School Boards Moving Elections
Published: February 17, 2012
There has been a swift and steady tide of school boards across the state taking up the NJ Legislature and Governor Chris Christie’s offer to move the school board elections to November. Locally, this includes the Ramapo Indian Hills district, Franklin Lakes K-8, Wyckoff K-8, but Oakland K-8 voted to stay with the spring elections.
One major criticism to the law is that it prevents voters from directly casting a ballot in favor or against the annual school budget. A vote concerning the budget will only occur if the board fails to stay within a 2% cap on increases.
Supporters of the move point to the savings in not having an additional election in the spring and all the accompanying costs involved in that; and, point to the potential that more voters will actually take an interest in the candidates for school board. School board candidates will continue to run in a non-partisan manner, and their names on the ballot will not be aligned with any political party.
The tradition of communities voting on a school budget in New Jersey is one that many voters feel strongly about, but in reality many voters don’t act on. Also, the lack of interest and voter turnout for the spring election allows for a small group to dominate the outcome in the sparsely attended election.
The actual vote on a school budget has limited influence, much like a non-binding resolution. When local residents vote down a school budget, it kicks the budget to the local governing body - town council - to identify budget cuts. The town council has 30 days to consider a budget consisting of tens of millions of dollars, and when cuts are made they are usually minimal.
The town council is not even the final say on the school budget, as it must also be approved by the State of NJ who can deterimine what is ultimately approved.
The move of school board elections to November has additional benefits and pitfalls. The voter turnout will be significantly higher, and this will lead to the positions becoming more competitive. Voters will be seeking candidates with the courage to be both fiscally prudent and also protective of the integrity of the quality of education being provided.

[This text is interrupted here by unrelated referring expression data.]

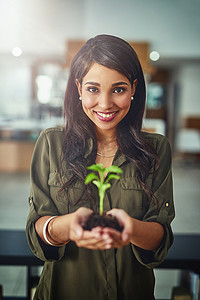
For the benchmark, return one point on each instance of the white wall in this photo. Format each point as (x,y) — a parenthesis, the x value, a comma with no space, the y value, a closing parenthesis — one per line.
(189,82)
(43,26)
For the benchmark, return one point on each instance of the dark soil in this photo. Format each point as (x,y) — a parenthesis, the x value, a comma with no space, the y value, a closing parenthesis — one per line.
(95,220)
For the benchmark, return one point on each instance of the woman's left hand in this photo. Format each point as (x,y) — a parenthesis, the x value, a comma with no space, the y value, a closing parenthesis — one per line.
(119,239)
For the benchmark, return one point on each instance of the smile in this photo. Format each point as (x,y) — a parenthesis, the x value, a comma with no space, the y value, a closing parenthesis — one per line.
(106,116)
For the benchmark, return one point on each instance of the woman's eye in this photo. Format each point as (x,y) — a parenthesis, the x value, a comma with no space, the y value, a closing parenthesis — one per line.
(92,89)
(119,90)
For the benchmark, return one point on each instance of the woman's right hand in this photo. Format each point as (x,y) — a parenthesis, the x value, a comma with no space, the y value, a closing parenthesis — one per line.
(83,238)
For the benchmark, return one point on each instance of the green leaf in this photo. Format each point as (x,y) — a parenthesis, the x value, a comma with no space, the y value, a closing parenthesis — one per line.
(113,169)
(90,177)
(105,186)
(97,183)
(112,176)
(97,167)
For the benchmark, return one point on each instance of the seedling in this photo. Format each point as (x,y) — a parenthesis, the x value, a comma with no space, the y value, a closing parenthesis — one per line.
(102,181)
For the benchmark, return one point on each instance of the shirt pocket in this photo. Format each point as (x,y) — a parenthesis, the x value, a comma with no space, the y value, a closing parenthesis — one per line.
(132,197)
(77,197)
(59,197)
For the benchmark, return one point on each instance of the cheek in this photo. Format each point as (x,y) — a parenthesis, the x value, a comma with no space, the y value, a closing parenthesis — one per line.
(88,102)
(124,103)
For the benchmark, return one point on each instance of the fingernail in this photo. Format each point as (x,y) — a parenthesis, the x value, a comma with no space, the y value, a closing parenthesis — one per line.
(79,232)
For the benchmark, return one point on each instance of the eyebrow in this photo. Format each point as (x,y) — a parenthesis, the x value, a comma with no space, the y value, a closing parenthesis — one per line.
(114,84)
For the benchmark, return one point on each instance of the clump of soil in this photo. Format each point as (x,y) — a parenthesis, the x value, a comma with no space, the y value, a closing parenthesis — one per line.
(95,220)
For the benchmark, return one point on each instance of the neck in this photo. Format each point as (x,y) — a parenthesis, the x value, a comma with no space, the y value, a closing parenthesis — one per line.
(106,142)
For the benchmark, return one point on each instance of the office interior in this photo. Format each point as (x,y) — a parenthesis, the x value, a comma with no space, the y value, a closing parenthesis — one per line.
(37,42)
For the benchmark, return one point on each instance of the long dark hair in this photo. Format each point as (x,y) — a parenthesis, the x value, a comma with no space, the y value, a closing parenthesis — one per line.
(114,53)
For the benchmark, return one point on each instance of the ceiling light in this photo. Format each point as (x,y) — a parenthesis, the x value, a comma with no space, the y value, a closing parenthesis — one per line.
(154,55)
(16,51)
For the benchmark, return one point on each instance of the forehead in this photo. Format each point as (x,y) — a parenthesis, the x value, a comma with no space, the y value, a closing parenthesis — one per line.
(102,74)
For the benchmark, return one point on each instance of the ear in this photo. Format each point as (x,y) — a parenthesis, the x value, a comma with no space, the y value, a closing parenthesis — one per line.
(134,87)
(79,87)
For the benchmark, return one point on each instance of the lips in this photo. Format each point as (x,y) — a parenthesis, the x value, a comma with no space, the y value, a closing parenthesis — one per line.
(106,117)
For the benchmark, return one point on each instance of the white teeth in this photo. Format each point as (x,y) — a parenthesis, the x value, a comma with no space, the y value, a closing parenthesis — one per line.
(105,115)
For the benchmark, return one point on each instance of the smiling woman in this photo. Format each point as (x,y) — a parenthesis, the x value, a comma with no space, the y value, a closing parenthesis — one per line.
(106,97)
(103,128)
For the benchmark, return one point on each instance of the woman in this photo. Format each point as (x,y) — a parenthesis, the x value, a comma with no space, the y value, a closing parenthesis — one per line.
(104,107)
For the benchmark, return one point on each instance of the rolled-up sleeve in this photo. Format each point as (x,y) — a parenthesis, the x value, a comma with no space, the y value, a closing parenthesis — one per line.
(40,201)
(161,210)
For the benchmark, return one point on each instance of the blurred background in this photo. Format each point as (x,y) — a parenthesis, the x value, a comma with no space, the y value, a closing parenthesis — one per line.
(37,42)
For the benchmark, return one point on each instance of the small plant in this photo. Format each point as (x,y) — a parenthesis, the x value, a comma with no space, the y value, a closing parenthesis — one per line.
(101,181)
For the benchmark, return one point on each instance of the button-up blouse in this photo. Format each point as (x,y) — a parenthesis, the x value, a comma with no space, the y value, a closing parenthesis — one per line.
(73,273)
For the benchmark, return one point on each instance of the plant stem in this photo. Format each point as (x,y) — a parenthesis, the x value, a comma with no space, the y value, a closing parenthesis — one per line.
(101,195)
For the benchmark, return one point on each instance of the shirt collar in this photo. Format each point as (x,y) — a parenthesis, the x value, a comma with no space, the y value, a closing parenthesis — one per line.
(119,158)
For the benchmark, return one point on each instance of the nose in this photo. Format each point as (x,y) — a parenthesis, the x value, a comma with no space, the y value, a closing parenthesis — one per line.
(105,101)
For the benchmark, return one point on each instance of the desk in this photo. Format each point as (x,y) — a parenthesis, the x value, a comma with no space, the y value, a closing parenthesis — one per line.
(14,250)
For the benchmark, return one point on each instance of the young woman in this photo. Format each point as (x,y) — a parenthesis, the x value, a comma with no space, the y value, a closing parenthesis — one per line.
(104,107)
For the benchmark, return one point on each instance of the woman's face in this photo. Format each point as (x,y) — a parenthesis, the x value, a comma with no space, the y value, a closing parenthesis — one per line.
(106,96)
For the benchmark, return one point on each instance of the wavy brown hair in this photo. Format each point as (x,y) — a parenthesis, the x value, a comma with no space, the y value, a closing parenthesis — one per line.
(114,53)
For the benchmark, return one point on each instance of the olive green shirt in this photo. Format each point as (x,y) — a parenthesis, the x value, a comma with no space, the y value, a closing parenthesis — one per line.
(116,274)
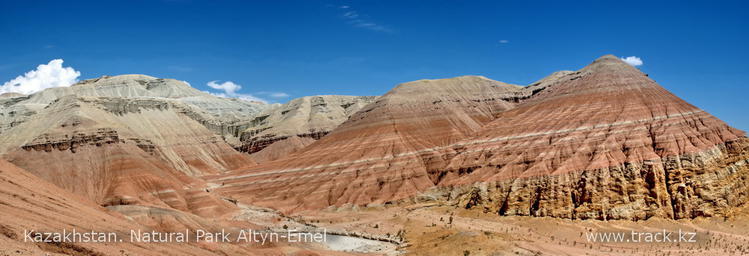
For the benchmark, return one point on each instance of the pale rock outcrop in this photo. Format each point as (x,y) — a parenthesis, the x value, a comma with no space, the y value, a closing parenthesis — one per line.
(603,142)
(307,117)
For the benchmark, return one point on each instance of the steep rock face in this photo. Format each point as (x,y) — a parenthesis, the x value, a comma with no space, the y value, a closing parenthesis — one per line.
(380,153)
(281,149)
(215,113)
(136,152)
(605,142)
(308,117)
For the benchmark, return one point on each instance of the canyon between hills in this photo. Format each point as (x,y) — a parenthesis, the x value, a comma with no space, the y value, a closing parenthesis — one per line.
(457,166)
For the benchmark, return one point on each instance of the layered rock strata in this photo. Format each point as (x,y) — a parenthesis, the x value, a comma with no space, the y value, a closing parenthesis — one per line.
(307,117)
(378,154)
(603,142)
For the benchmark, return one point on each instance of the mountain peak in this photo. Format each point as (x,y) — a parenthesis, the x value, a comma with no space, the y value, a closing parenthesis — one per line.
(610,63)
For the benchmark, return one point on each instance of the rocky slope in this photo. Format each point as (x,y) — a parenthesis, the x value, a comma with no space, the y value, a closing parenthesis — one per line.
(30,203)
(213,112)
(307,117)
(382,152)
(603,142)
(126,140)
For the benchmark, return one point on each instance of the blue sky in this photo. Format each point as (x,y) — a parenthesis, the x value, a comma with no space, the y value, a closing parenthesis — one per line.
(698,50)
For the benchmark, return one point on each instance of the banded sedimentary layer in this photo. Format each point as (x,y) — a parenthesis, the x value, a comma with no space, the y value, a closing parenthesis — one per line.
(307,117)
(603,142)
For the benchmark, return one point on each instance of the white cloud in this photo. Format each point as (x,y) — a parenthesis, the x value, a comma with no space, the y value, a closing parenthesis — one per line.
(230,91)
(45,76)
(633,61)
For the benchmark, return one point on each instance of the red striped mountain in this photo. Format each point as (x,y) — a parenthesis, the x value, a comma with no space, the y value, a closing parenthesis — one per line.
(603,142)
(383,152)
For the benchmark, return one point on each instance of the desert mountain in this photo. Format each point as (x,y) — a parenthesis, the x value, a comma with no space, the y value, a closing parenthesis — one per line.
(307,117)
(382,152)
(32,204)
(126,140)
(603,142)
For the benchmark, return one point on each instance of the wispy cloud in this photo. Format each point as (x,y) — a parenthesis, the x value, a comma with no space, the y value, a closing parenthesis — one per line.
(230,90)
(49,75)
(356,19)
(633,61)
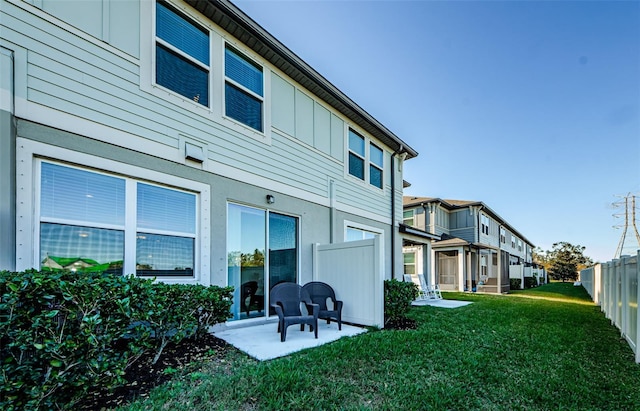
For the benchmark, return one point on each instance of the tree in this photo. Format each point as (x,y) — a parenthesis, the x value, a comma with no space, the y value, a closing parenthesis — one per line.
(565,260)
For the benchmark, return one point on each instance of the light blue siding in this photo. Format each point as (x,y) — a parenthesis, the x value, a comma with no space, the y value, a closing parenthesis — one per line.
(337,138)
(74,75)
(112,21)
(283,105)
(322,129)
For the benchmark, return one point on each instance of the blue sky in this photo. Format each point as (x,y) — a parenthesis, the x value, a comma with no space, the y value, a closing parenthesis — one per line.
(532,107)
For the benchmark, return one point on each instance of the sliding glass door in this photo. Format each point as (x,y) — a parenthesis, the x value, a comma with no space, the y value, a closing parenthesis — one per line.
(251,271)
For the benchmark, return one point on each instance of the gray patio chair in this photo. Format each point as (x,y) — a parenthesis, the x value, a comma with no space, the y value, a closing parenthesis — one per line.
(319,292)
(286,299)
(433,291)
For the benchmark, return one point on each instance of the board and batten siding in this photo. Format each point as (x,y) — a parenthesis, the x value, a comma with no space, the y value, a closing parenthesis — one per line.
(96,81)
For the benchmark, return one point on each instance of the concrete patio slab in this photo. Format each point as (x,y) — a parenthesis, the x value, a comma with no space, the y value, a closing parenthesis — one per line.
(262,342)
(441,303)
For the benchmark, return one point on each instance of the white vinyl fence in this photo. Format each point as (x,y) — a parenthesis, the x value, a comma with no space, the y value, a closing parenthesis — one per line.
(354,271)
(521,271)
(614,285)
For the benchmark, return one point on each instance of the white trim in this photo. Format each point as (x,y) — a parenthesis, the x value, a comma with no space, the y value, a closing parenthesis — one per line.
(6,93)
(27,175)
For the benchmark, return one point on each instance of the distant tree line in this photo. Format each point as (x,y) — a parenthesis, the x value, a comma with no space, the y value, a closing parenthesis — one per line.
(563,261)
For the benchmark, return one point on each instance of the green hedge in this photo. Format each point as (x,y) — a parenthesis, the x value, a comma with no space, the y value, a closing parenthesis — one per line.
(63,332)
(398,296)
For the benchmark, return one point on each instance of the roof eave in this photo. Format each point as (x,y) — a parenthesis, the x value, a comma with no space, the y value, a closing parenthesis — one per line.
(230,18)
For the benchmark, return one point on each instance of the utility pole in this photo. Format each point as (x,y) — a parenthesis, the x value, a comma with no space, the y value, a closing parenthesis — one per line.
(627,246)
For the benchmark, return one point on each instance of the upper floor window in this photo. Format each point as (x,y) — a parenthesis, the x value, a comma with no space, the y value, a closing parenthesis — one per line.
(358,160)
(376,162)
(244,89)
(408,218)
(409,263)
(182,55)
(356,155)
(484,224)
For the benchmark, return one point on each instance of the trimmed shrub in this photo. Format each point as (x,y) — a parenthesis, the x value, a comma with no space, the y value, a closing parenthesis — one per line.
(63,332)
(398,296)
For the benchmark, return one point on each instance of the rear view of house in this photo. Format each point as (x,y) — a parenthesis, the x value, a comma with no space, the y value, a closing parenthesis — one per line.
(473,248)
(180,140)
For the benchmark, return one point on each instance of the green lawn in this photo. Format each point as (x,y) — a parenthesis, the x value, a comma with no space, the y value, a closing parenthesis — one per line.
(499,353)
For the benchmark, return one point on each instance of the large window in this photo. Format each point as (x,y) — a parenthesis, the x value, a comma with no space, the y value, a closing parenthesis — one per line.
(244,90)
(359,159)
(356,155)
(94,221)
(182,55)
(410,262)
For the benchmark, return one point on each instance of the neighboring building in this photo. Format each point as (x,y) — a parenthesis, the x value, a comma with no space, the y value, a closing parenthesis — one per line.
(475,246)
(180,140)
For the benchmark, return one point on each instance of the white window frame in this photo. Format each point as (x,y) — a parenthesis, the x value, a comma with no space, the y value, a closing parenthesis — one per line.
(415,261)
(29,155)
(234,83)
(413,217)
(176,50)
(368,142)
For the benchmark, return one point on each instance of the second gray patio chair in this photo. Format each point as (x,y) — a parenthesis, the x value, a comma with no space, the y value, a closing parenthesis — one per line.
(321,292)
(286,299)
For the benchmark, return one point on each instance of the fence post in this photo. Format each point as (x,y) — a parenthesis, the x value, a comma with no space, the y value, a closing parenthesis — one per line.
(637,307)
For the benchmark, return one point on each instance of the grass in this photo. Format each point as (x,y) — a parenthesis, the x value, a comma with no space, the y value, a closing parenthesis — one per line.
(499,353)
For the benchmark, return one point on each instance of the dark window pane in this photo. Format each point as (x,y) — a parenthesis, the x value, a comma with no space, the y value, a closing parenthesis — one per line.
(163,255)
(283,250)
(181,76)
(77,248)
(243,107)
(182,33)
(356,166)
(376,156)
(356,143)
(375,176)
(243,71)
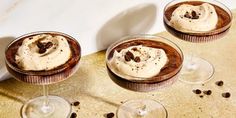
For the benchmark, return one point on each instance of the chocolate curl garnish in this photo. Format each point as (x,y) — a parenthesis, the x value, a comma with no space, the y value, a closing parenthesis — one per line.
(137,59)
(44,46)
(129,56)
(193,15)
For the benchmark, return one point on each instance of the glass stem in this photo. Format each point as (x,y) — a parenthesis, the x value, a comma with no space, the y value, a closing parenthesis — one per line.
(45,107)
(45,94)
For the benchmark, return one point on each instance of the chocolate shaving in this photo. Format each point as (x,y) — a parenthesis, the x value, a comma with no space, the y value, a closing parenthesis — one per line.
(128,56)
(193,15)
(44,46)
(137,59)
(48,45)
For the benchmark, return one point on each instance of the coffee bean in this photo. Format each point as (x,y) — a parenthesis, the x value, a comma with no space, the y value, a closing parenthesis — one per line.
(48,45)
(226,95)
(76,103)
(73,115)
(208,92)
(197,91)
(128,56)
(220,83)
(110,115)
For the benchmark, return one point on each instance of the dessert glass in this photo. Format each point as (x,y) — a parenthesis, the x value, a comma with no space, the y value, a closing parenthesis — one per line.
(46,105)
(197,70)
(147,108)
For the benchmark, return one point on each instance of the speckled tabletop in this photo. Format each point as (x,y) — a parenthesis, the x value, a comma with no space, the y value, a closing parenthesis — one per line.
(98,95)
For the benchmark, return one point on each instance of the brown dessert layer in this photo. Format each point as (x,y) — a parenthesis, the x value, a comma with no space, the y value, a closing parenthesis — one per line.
(43,76)
(167,73)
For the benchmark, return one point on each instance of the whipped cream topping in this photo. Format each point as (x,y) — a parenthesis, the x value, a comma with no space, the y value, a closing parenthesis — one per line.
(189,18)
(139,61)
(43,52)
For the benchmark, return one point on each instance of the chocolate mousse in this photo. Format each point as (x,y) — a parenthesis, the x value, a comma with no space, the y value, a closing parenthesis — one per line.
(143,63)
(197,21)
(43,57)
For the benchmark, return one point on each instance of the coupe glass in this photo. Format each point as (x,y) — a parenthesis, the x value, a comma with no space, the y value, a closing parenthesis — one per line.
(197,70)
(146,108)
(46,105)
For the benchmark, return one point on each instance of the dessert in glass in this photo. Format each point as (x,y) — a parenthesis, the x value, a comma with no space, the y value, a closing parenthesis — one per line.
(197,21)
(43,58)
(143,63)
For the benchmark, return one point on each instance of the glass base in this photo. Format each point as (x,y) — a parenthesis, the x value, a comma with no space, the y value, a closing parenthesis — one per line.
(196,71)
(142,108)
(57,108)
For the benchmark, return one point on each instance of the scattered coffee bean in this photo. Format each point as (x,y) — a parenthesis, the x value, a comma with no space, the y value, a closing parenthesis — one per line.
(76,103)
(208,92)
(137,59)
(220,83)
(197,91)
(226,95)
(110,115)
(73,115)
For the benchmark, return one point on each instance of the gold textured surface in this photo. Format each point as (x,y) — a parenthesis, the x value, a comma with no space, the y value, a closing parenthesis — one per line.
(98,95)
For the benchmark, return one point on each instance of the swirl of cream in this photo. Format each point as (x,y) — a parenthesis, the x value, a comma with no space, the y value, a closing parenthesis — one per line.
(189,18)
(43,52)
(139,61)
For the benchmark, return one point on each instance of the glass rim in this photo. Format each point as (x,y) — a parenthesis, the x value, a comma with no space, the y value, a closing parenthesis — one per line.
(40,72)
(211,32)
(143,37)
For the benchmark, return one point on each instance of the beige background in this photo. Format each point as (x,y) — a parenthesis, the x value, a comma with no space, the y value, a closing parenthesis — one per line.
(98,95)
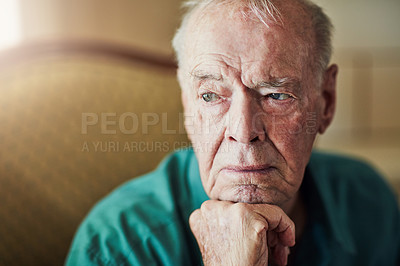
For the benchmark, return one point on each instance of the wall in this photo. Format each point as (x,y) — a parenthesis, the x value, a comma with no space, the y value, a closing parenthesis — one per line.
(367,49)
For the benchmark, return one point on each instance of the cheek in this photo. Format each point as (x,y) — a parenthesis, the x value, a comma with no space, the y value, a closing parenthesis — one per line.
(293,136)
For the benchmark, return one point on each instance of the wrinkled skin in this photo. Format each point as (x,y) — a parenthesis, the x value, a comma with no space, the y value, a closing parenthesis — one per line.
(253,105)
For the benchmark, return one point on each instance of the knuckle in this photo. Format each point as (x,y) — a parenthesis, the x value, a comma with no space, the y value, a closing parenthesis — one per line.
(239,209)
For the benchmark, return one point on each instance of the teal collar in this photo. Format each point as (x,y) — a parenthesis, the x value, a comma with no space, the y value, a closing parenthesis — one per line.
(327,203)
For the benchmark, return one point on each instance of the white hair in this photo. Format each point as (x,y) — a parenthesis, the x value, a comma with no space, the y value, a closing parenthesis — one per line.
(266,12)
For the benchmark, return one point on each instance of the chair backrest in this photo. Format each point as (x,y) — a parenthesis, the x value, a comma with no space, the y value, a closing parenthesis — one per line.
(76,121)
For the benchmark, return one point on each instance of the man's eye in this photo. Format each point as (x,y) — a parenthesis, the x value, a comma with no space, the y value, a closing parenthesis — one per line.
(279,96)
(210,97)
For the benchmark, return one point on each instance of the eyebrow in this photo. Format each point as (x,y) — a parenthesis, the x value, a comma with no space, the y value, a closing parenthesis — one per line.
(279,82)
(201,75)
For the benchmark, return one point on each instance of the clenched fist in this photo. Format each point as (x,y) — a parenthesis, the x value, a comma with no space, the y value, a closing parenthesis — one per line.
(242,234)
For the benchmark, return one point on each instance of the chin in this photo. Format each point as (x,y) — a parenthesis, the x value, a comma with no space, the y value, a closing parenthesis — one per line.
(253,194)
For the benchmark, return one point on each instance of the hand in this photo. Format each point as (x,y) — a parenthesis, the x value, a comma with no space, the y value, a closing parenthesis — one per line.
(242,234)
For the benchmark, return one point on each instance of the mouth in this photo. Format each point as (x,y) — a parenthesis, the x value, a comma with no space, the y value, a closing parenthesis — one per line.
(251,169)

As the vote on the annual budget will be eliminated should the budget not exceed the 2% cap, voters only recourse will be to vote out members who they view as fiscally irresponsible; with the same basis being used to vote out school board members who irresponsibly make decisions that will negatively impact the education students receive.
The move of school board elections to November may need to be accompanied by the same calls for transparency and campaign finance reform that have been the target of government elections. There are already investigations under way in NJ where teachers have been pressured to contribute and attend fundraisers to support specific candidates for school boards.
The influence of money in campaigns has been addressed on various levels of government, from the federal to the local level, but no measures can completely guarantee the integrity of the process. Transparency is only one factor in assuring the influence of money in elections, the other important factor is that voters care enough to take an interest.